[Date Prev][Date Next][Thread Prev][Thread Next][Date Index][Thread Index]
An argument against multiple character sets
- To: idn@ops.ietf.org
- Subject: An argument against multiple character sets
- From: Paul Hoffman / IMC <phoffman@imc.org>
- Date: Sun, 23 Jan 2000 12:01:28 -0800
- Delivery-date: Sun, 23 Jan 2000 12:01:10 -0800
- Envelope-to: idn-data@psg.com
There has been some discussion on this list about whether or not we should
allow domain names to be created in different character sets. I believe
that there is a simple argument that shows that we can't.

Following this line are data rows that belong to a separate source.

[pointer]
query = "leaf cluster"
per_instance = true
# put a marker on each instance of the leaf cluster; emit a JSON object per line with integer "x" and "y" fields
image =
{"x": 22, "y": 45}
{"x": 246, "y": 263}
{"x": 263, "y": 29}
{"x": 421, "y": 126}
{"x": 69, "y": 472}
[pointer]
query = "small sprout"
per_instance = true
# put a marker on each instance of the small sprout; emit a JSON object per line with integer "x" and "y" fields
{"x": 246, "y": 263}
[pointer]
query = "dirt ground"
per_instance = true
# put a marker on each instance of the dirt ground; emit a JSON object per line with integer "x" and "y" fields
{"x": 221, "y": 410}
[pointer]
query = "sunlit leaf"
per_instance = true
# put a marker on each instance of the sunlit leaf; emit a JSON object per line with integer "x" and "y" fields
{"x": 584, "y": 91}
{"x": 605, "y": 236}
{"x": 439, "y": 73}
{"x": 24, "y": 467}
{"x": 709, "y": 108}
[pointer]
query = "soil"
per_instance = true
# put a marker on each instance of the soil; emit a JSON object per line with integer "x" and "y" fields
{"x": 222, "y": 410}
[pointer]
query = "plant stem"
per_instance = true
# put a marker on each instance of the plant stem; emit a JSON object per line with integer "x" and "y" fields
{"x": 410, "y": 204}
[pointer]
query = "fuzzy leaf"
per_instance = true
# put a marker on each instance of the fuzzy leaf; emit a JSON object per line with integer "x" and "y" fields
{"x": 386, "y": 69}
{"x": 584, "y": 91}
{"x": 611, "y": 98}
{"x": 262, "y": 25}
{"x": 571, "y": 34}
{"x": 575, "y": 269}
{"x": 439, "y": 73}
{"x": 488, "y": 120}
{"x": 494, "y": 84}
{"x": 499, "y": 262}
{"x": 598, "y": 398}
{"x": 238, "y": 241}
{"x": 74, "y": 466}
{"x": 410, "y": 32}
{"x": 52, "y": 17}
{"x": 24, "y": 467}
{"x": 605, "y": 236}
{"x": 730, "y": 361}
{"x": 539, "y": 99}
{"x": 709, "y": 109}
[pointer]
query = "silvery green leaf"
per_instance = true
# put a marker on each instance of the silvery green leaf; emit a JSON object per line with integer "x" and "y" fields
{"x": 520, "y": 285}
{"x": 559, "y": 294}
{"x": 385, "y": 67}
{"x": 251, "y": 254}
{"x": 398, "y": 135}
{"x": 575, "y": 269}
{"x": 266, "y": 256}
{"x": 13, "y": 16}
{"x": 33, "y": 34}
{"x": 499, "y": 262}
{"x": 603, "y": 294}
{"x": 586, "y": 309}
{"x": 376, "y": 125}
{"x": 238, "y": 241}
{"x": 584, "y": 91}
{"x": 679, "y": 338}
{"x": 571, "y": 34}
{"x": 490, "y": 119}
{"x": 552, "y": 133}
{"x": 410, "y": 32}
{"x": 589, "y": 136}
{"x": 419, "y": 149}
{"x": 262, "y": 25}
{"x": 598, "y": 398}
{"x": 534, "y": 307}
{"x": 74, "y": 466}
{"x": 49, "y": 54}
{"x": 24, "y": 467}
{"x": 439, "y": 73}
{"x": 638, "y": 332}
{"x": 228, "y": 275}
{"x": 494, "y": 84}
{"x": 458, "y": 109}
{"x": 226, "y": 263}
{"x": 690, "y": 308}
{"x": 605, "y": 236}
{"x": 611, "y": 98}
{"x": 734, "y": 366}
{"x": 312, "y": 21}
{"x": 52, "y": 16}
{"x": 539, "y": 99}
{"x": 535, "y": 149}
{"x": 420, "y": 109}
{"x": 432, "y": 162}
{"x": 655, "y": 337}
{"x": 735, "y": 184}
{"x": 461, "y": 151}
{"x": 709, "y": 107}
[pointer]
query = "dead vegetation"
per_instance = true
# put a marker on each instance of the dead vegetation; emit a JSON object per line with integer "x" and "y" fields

Let's say I want to register a domain name that is two letters: LATIN SMALL
LETTER F followed by LATIN SMALL LETTER U WITH OGONEK. If I use ISO 8859-4,
that would encoded as 0x46F9. So far so good. You see a billboard with my
domain name on it, and you enter it into a browser. That browser uses a
different character set, let's say Unicode. The browser sends to the
resolver 0x00460173.
There are two problems here:
- The browser *can't* know every possible character set
- Even if it did, it wouldn't know which one to use
Adding a charset tag to the internationalized string in the domain name
doesn't help. There is no way for someone seeing a printed representation
of the internationalized string to know which character set was used; in
this case it could be 8859-4 or Unicode or possibly other character sets
that contain that character.
Even requiring all resolvers to do the conversion doesn't help unless we
list all the possible character sets and never change the list. This
introduces many problems:
- New character sets can't be added later without simultaneously updating
all the resolvers on the Internet to use the added character sets. Such
simultaneous updates are impossible.
- The main reason we are considering more than one character set now is
current politics and desires for favored character sets. We can safely
assume that politics and desires will continue to change and evolve.
- We are forcing resolvers to do much more processing than they are now.
In short, I don't see how a solution that allows more than one character
set, or even more than one encoding, will work. If others have
counter-examples, I'm open to hearing them.
--Paul Hoffman, Director
--Internet Mail Consortium